Things can get humdrum if rewards don’t vary some in value, frequency, and presentation. If you don’t want your dog to fall into a predictable pattern, then you can’t, either. Once a dog understands a command, feel free to reward with different hands, have someone else give the reward (helps with socializing, too!), make the dog wait with anticipation, and occasionally, give it right away. Anything you can think of to keep things fresh works, and, if all goes to plan, you’ll be having fun, as well.
Why am I so intent on varying the rewards as well as keeping things upbeat and moving? The brain circuitry of humans and dogs, of course. Dopamine is a feel-good neurotransmitter that drives the reward response in humans and most animals. A dog’s brain, as well as ours, is extremely attuned to expectations, and when expectations go unmet, dopamine levels fall precipitously. Try telling a kid who ran home from school that he has to wait until tomorrow to play Xbox, and watch the effects of falling dopamine levels.
To understand the link between dopamine and reward circuitry, you have to travel deep within the brain to a place called the nucleus accumbens, where dopamine cells are waiting to fire in anticipation of a reward. Professor Wolfram Schultz at Cambridge University discovered environmental signs that indicate an upcoming reward creates a response in the brain that releases dopamine. These are rewards we know to expect, which transmits dopamine. But guess what releases more dopamine than expected rewards? Unexpected rewards. Surprising rewards and upbeat, unpredictable deliveries can help ward off any downturns in mood. In humans, the drop-off in dopamine for not receiving an expected reward is akin to pain and triggers a small threat response—not exactly a receptive, learning state.
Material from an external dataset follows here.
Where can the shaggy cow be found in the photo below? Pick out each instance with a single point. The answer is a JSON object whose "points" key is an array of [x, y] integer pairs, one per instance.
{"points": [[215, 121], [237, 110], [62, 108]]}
Dopamine cells connect to the prefrontal cortex, which is critical for concentration and learning. Keep expectations positive for the dog, and focus grows accordingly. The connection between dopamine levels and perception is believed to be the reason that happier people experience improved mental performance and increased problem-solving abilities. I personally believe this is also true for dogs, although their prefrontal cortex, in relation to brain size, is much smaller than ours.
To recap: Vary the rewards, and deliver them at expected and unexpected times. Keep the vibe light, positive, and varied so you’ll have a supercharged dog to work with. Once some learning is in place, use the power of variable ratio and interval reinforcement schedules so a dog can bask in the element of surprise.
As a dog gains proficiency in training, we can up the ante to reward only the best responses based on our criteria. An underperforming dog will soon realize what it takes and up his game.